O que antes era apenas paixão por motores e restauração ganhou dimensão de experiência cultural e hoje ajuda a redesenhar o turismo em Brasília. Instalado no Lago Sul, o V12 Auto Club deixou de ser um projeto de nicho para se tornar um espaço que mistura memória, entretenimento e vivência sensorial, um roteiro que foge completamente ao circuito tradicional da capital.

Com cerca de 5 mil metros quadrados e um acervo que gira em torno de 220 veículos, o local reúne desde relíquias automotivas até modelos totalmente personalizados. Mas o diferencial não está apenas na coleção. O ambiente aposta em uma proposta imersiva, na qual o visitante não é apenas espectador, mas parte da experiência.

Criado a partir da trajetória do Grupo V12, empresa com mais de três décadas de atuação no setor automotivo, o espaço nasceu da transformação de um hobby em negócio. Ao longo dos anos, a dedicação à restauração e à customização deu origem a um acervo próprio, construído peça a peça, que hoje funciona como vitrine de técnica, criatividade e história.
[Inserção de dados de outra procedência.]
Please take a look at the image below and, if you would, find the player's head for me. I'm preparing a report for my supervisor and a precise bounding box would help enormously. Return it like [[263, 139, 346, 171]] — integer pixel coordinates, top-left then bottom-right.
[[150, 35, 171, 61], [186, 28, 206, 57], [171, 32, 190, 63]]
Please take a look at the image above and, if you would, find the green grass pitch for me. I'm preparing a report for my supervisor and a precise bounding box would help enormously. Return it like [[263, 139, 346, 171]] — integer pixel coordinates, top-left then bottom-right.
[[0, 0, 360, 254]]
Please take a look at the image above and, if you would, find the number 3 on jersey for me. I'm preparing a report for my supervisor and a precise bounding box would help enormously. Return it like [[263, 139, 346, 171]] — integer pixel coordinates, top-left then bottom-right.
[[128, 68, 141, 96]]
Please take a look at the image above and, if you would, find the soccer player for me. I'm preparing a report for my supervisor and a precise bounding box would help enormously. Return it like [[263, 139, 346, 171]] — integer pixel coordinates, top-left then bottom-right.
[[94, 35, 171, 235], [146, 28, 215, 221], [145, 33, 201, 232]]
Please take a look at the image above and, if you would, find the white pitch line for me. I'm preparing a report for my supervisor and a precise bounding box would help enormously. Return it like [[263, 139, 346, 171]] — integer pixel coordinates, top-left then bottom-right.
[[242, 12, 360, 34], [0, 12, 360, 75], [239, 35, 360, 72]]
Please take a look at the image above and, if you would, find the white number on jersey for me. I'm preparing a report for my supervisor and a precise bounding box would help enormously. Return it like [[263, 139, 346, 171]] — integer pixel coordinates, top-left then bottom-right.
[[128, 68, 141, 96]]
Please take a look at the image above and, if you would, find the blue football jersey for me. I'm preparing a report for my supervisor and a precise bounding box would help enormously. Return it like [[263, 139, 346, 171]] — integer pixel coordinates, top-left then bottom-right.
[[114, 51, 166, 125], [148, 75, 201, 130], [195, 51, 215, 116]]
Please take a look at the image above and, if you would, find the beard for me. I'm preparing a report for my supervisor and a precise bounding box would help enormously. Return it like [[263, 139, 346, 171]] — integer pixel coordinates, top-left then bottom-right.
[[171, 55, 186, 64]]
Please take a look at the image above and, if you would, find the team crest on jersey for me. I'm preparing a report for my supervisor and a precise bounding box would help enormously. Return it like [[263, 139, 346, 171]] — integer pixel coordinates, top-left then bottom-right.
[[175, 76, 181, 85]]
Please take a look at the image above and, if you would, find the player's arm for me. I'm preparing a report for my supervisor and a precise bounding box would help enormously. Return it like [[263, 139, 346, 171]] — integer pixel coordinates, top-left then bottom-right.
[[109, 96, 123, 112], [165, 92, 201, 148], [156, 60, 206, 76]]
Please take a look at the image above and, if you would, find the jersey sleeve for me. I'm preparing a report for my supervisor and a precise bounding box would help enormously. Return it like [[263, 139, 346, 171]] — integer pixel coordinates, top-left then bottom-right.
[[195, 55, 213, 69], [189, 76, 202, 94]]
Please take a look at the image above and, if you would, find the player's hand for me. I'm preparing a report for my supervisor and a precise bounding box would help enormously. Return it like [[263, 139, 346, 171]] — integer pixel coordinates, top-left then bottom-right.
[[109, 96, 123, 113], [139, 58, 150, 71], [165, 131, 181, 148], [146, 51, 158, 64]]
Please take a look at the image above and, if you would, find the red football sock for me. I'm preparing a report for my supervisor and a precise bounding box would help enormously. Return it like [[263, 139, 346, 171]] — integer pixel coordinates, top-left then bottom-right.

À frente do projeto, a empresária Rejane Farias resume a proposta como algo que ultrapassa a ideia de um museu tradicional. Segundo ela, cada detalhe foi pensado para provocar sensações e criar conexões com o público. A visita, explica, envolve desde a ambientação até a trilha sonora e os espaços interativos, que permitem uma relação mais próxima com os veículos e com o universo que eles representam.

O passeio se estende por diferentes ambientes. Há desde áreas dedicadas à exposição até espaços de convivência, como uma cafeteria com produção artesanal e um ambiente voltado à venda de itens temáticos. Um mercado de antiguidades também integra o circuito, reunindo objetos que dialogam com a memória afetiva de diferentes gerações.

Para o secretário de Turismo do Distrito Federal, Cristiano Araújo, iniciativas desse perfil ajudam a ampliar a identidade turística da capital. Na avaliação dele, Brasília tem avançado ao incorporar experiências que vão além dos monumentos e passam a explorar criatividade, cultura e empreendedorismo. Ele avalia que projetos como o V12 mostram que há espaço para novos formatos de atração capazes de movimentar a economia e diversificar o perfil dos visitantes.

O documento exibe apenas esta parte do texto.